Portrait de Voltaire
Portrait de Voltaire1
Raphaël pour le trait, Rubens pour la couleur,
De la prose et des vers possédant la magie,
Écrivain très sensible ou très malin railleur,
Dans le vaste champ du génie,
De chaque genre il a cueilli la fleur.
Le rire est son secret, son arme est la saillie ;
Que de fois dans ces riens dont il est créateur,
Déguisant la raison sous l’air de la folie,
Sans en prendre le ton, il fut législateur !
Sachant tout embrasser, sans peine il associe
Le compas de Newton aux pompons d’Émilie ;
Même après La Fontaine il est joyeux conteur,
Même après l’Arioste il charme l’Italie,
Il s’élève, descend, gaiement se multiplie ;
Plein de grâce ou de nerf, de souplesse et d’ardeur,
Il plane en aigle, en serpent se replie,
Au Plaute des Français laisse la profondeur,
Et va d’un fard brillant enluminer Thalie.
Plus piquant que fidèle, agréable et trompeur,
Par ses jolis romans l’histoire est embellie ;
Bien loin de se montrer scrupuleux narrateur
Des sottises qu’il apprécie,
Toujours en philosophe, il ment à son lecteur,
Qu’avec la vérité si souvent on ennuie ;
Et rival des anciens, autant qu’imitateur,
Dans l’épopée ou dans la tragédie,
Ornant ce qu’il dérobe, il est plus qu’inventeur.

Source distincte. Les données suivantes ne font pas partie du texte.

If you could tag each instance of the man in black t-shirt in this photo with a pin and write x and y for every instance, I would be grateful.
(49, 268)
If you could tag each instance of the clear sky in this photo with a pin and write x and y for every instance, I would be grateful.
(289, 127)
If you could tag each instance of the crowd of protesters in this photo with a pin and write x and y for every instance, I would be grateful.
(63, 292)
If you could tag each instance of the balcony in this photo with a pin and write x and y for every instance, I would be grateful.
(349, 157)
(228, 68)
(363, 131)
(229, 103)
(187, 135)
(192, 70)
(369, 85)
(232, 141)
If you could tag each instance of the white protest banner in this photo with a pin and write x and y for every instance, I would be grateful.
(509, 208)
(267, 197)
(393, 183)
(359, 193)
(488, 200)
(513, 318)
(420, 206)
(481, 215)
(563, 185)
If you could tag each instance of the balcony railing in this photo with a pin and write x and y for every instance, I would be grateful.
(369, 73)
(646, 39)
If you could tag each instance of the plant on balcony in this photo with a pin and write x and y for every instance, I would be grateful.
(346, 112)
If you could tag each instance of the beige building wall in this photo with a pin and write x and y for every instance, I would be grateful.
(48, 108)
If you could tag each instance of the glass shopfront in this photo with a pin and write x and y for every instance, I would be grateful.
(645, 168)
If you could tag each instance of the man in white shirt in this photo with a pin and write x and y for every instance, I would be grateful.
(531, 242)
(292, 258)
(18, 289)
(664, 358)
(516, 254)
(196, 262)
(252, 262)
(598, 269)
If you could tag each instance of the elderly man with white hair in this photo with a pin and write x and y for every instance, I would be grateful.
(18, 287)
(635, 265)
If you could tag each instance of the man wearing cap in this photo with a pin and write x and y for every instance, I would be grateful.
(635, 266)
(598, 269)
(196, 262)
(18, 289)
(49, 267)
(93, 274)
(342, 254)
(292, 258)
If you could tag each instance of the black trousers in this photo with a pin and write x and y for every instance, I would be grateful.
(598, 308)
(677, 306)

- 131 octobre. M. Dorat répand un Portrait de Voltaire en vers qui ne plaît pas à tous ses partisans : en convenant de ses grandes qualités, il ne dissimule pas ses défauts : au reste, tout porte sur l’auteur et rien sur la personne, qu’il avait précédemment assez maltraitée dans d’autres vers qu’il a prudemment désavoués. Voici ceux d’aujourd’hui (M.).